2. Why did you find it necessary to add the changeMiddle
in the pattern match?
3. Which part of the code creates the double rules?
Here’s another example of incorrect transformation:
# /antiadblockmsg. (antiadblockfilters.txt: 85)
/(?:(*PRUNE).*?/)?antiadblockmsg\.
antiadblockmsg.*.
I don’t see how the function makePattern
could mangle this if it’s being sent correctly parsed url parts. That would narrow down the issue to the function parseUrl
. Also, there’s only a single instance of the string antiadblockmsg
so why are there two privoxy rules for /antiadblockmsg.

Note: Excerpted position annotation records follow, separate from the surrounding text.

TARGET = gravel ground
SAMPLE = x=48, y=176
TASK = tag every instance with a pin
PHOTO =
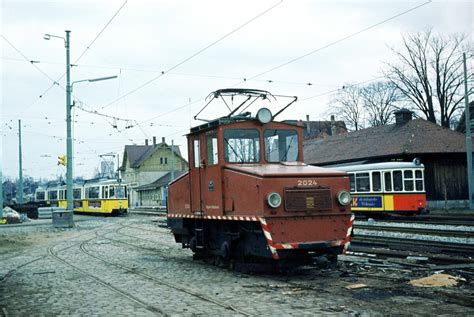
x=132, y=266
x=422, y=237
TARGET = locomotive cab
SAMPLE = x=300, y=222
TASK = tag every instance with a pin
x=248, y=195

. Do you agree @wmyrda or have I missed something?
The issue is definitely in parseUrl
. I’ve been playing around with Debug.Trace
statements with a single-rule test.txt
file and see that this function currently returns the observed list of (incorrect) [String]

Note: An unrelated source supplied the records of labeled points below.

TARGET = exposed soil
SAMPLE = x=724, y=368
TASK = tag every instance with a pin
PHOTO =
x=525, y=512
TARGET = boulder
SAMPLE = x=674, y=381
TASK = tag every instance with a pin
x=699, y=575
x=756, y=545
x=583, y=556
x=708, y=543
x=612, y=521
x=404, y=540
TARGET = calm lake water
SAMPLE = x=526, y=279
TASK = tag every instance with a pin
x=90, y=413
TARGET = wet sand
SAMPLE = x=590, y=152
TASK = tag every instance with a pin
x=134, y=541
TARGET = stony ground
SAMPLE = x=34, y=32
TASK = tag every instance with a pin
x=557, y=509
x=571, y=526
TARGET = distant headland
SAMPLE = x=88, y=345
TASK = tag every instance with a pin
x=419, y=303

s that appear in ab2p.action
when the rule is a query with an initial /
.
Focus attention on fixing urlParse
.
These rules illustrate this function working correctly and incorrectly:
/foo.
/bar1.html
bar2.html
?q=bar3.html
*/ads/*
/banner/*/img^
||ads.example.com^
Incorrect:
/foo.
/(?:(*PRUNE).*?/)?foo\.
foo.*.
/bar1.html
/(?:(*PRUNE).*?/)?bar1\.html
bar1.html*.
bar2.html
/(*PRUNE).*?bar2\.html
.*bar2.html*.
Correct:
?q=bar3.html
/(*PRUNE).*?\?q=bar3\.html
*/ads/*
/(?:(*PRUNE).*?/)?ads/(*PRUNE).*?
/banner/*/img^
/(?:(*PRUNE).*?/)?banner/(*PRUNE).*?/img[^\w%.-]
||ads.example.com^
.ads.example.com
Fixing this will require deconstructing the functional syntax used throughout urlParse
.
I fixed these issues and others in the latest commit, e6bc337#diff-65132c467ce6dbf2a88b898ab223a563. I tested many different patterns and believe that rule parsing is working correctly now.
The function urlParse
is amazing amalgamation of Monads and Text.Parsec
functions.
A few comments if this must ever be revisited:
- Debugging these parsing Monads is pretty tough. See
parsec-trace
andDebug.Trace
, although I wasn’t ever able to get parser tracing going well. - Personally, both for readability and debugging, I would’ve used regex’s to parse the patterns.
adblock2privoxy
takes a lot of CPU cycles and memory to process the major Easylist files mentioned on theREADME.md
page. I suspect this may have to do with the efficiency of the very general parsing approach used in PatternConverter.hs.